L’auteur a toujours été préoccupé par le vertige qui saisit l’homme de la civilisation industrielle et consumériste devant le soupçon que fait naître en lui sa démiurgique fuite en avant et la fascination qu’exercent, quand il fait retour sur lui-même, les fondements archaïques de son être. L’histoire de cet aventurier visionnaire, inventaire maniaque et écolo, frère cadet d’Aguirre et de Fitzcarraldo, déconstruit progressivement les excès de l’utopie en même temps que la figure tyrannique du père. Malgré un script exagérément explicatif, elle développe une fable captivante qui pose sans les résoudre les questions fondamentales d’une société effrayée par les effets du progrès technique et menacée par la tentation involutive d’un conservatisme réactionnaire, danger symétrique mais non moins mortifère. 4/6
Voici venu le temps (Alain Guiraudie, 2005)

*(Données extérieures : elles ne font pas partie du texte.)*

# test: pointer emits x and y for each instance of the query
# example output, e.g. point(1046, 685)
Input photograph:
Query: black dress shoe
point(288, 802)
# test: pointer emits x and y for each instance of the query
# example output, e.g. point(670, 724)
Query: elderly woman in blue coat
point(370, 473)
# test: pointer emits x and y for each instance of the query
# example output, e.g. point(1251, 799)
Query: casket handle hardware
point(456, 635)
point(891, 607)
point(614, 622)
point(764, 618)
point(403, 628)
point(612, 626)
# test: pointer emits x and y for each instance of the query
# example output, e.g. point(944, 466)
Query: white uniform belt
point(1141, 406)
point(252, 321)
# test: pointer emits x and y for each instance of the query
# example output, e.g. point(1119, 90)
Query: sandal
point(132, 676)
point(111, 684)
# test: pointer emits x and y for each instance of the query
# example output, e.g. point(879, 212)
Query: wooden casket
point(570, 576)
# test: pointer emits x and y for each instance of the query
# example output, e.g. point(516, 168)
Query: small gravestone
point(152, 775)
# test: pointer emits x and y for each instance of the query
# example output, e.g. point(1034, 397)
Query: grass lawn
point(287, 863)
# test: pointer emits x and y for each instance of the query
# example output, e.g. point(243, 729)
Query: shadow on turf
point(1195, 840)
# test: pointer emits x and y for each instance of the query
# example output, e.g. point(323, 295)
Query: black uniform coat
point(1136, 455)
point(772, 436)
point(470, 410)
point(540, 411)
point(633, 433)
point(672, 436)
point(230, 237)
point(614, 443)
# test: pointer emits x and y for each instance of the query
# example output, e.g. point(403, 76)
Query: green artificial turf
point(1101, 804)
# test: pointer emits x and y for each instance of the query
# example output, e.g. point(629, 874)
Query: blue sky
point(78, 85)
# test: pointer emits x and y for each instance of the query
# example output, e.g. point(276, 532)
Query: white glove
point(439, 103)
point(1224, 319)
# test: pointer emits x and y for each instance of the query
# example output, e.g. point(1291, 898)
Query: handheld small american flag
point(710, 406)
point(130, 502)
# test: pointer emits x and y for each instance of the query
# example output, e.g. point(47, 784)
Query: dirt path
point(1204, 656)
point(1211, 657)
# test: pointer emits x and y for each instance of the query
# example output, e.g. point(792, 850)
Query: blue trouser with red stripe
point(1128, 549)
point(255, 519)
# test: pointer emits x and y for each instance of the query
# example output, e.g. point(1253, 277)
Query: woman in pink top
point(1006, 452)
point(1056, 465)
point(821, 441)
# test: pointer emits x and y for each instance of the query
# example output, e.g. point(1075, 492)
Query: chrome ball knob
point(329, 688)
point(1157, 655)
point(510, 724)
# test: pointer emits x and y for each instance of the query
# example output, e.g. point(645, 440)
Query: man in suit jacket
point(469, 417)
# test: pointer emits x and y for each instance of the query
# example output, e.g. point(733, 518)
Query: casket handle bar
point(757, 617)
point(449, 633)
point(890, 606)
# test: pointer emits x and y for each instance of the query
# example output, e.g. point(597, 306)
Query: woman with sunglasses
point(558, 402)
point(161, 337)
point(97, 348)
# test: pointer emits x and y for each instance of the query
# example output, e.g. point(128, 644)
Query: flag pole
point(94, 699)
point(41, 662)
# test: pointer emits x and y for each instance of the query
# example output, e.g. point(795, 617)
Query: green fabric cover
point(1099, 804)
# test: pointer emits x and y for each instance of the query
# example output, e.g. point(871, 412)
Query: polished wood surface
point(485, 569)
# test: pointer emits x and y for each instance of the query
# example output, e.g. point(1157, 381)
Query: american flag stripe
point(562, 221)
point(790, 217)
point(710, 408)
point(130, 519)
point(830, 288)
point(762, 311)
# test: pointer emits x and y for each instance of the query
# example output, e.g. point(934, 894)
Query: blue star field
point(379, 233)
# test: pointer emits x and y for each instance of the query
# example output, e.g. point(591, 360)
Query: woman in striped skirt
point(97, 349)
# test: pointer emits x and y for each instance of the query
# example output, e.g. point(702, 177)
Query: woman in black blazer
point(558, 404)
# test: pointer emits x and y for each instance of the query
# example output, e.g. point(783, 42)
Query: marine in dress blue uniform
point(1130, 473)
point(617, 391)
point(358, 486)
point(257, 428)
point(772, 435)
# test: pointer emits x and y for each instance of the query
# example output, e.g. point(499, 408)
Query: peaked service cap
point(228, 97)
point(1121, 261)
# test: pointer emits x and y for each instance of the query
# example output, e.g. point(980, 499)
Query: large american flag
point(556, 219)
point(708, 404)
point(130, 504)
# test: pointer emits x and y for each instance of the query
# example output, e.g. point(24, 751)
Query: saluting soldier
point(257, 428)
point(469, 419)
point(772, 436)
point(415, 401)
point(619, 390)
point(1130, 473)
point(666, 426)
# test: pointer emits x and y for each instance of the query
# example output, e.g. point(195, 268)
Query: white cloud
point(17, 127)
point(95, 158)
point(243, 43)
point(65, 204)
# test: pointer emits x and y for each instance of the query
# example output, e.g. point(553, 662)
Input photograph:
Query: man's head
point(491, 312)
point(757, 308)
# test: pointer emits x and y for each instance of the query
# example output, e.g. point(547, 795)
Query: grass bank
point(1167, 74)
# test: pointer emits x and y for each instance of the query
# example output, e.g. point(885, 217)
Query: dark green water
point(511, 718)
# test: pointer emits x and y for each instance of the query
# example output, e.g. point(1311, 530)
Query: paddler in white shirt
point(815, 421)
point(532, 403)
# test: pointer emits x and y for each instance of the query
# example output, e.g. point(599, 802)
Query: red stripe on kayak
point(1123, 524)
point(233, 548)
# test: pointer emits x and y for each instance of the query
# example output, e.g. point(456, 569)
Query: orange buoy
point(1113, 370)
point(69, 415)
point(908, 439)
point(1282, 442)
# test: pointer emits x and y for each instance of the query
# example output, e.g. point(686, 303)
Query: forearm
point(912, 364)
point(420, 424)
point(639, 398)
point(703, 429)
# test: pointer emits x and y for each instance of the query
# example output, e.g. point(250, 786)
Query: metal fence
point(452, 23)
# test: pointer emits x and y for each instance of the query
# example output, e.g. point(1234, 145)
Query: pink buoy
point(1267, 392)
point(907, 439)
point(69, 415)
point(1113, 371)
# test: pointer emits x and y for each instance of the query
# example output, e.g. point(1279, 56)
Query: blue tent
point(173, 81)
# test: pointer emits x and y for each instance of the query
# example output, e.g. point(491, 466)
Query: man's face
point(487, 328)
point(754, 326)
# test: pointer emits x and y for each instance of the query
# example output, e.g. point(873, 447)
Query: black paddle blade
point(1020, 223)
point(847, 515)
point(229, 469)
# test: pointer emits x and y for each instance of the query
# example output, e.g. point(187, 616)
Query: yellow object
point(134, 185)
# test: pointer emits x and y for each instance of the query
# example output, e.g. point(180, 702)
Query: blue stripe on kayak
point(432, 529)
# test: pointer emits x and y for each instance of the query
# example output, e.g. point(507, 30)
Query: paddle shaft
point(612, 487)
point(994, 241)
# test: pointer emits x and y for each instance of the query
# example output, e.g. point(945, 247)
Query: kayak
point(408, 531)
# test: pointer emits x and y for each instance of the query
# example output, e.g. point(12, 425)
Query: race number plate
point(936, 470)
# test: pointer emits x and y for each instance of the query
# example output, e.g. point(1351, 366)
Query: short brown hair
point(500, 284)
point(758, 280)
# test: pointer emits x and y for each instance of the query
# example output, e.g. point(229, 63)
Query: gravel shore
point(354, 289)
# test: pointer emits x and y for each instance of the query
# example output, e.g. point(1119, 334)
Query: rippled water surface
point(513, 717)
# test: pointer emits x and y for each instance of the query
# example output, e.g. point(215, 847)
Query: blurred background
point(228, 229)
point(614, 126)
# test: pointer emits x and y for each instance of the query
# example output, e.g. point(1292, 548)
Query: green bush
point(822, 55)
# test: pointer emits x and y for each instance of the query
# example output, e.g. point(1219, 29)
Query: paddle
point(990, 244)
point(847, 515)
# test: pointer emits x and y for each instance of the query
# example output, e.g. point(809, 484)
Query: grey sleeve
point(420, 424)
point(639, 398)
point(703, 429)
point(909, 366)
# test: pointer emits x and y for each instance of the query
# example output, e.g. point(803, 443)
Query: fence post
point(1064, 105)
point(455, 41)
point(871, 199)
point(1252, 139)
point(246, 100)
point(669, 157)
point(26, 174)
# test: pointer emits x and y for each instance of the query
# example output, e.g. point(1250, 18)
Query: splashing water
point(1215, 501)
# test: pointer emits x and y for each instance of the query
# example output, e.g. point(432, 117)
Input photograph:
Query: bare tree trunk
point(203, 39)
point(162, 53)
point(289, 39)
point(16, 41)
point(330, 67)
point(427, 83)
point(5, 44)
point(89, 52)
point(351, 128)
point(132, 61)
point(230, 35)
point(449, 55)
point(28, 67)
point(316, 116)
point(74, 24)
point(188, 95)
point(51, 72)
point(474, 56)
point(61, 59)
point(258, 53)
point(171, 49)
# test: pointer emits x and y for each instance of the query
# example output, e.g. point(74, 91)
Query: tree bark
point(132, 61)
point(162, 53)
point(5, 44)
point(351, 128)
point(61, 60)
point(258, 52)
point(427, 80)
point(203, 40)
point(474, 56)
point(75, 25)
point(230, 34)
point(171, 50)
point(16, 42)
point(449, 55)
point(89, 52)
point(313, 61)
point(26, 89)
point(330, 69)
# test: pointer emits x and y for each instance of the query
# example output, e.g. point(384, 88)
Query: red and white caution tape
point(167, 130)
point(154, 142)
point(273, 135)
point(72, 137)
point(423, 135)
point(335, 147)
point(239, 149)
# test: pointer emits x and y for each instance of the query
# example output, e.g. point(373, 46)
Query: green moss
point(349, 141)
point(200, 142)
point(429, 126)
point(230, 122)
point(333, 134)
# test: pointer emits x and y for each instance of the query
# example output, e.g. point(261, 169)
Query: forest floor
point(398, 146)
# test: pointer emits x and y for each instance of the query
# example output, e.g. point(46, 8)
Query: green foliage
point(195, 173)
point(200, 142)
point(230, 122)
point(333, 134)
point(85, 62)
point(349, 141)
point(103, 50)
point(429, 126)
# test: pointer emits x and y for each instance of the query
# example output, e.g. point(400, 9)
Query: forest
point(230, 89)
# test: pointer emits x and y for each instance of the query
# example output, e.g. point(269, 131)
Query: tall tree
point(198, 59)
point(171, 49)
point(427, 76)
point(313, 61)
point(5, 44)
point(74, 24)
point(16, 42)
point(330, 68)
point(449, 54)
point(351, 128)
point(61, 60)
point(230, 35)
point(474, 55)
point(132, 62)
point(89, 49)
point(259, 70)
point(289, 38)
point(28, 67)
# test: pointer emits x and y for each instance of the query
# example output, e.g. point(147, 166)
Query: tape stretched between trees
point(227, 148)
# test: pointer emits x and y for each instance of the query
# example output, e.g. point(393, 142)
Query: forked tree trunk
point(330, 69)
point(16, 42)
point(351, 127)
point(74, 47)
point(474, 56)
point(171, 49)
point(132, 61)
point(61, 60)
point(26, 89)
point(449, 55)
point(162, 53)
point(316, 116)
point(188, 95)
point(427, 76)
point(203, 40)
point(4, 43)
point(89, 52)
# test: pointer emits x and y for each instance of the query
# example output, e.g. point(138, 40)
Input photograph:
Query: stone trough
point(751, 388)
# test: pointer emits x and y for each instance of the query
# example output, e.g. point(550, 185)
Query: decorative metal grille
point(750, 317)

À une époque indéterminée qui croise les décors et les costumes de Thierry la Fronde à ceux de l’agence bancaire de proximité, quelques guerriers d’attente, d’approche ou d’escapade ont maille à partir avec des bandits, des chasseurs de prime, des bergers d’ounayes aux noms imprononçables. Une autre réalité y travestit la nôtre, si bien que le fond du discours reste soumis à décryptage. On y parle pour débattre, émettre des hypothèses, se fabriquer une vie au conditionnel : trouver l’amour, acheter une ferme, provoquer la révolution. Mythologie campagnarde et combat social, happening rock et lutte des classes font vagabonder au sein d’un univers à la fois absurde et féérique, entre Highlander et Peau d’âne, exploré avec la joie ô combien communicative d’un enfant qui joue dans son bain. 5/6
Logan (James Mangold, 2017)
Schéma ultra-classique auxquels bien des road-movie d’anticipation ont offert leurs titres de gloire : dans un monde dystopique à bout de souffle, un homme brisé et solitaire se lie avec un enfant convoité par tous. À la mode très contemporaine de l’amplification et de la multiplication des pistes narratives, le cinéaste préfère une ligne fictionnelle dégraissée jusqu’à l’os au fil de laquelle il développe un propos sincère sur la vieillesse, la transmission, l’épuisement du rêve et des icônes héroïques. Il réinjecte ainsi avec une âpreté désespérée le cœur et les tripes que l’on n’attendait plus dans un contexte aussi sclérosé, et livre un film prenant, poignant, crépusculaire, où le désenchantement du mythe et la sauvagerie de la violence le disputent à l’humanité la plus douloureuse. Une excellente surprise. 5/6
La grande combine (Billy Wilder, 1966)
Au cœur de sa période grise et grinçante, le réalisateur continue de fustiger les abus, les excès, les manigances, les ridicules, les mœurs d’une société dite policée. Le rire s’étrangle toujours un peu davantage, la férocité devient plus caricaturale et donc plus humaine, la tendresse se plus souvent et plus désespérément bafouer. Avec cette histoire d’arnaque à l’assurance, même l’amour est un leurre, une illusion, d’autant plus amer et humiliant qu’il est pour le héros naïf l’unique vrai motif à accepter de jouer lui aussi la comédie. Seule une amitié éclose d’un double remords vient racheter le tableau de la duperie généralisée et ignorer les différences d’épiderme, sans laïus et sans prêche. Farce moraliste, typiquement wilderienne donc, servie par des dialogues, des situations, des acteurs savoureux. 4/6
Jellyfish (Kiyoshi Kurosawa, 2002)
Plus sociale que les films fantastiques par lesquels l’auteur s’est fait connaître, cette fable très lente, très obscure et très emmerdifiante expose un monde uniforme où l’irradiation lumineuse de la méduse élevée par les personnages souligne encore davantage sa différence. Le rythme confine à la progression en territoire ennemi d’un gastéropode sous Xanax, rendant amorphe l’opposition d’une adolescence qui ne croit plus en rien face à un troisième âge pour qui seule compte l’humilité du travail bien fait, cette valeur-phare qui a construit le Japon moderne. En ornement, une myriade de métaphores nébuleuses dont il est permis de n’entrevoir goutte, quelques fringues et coupes de cheveux top fashion, plusieurs moues de rigueur et une histoire qu’on cherche toujours lorsque défile le générique final. 2/6
La ballade de Bruno (Werner Herzog, 1977)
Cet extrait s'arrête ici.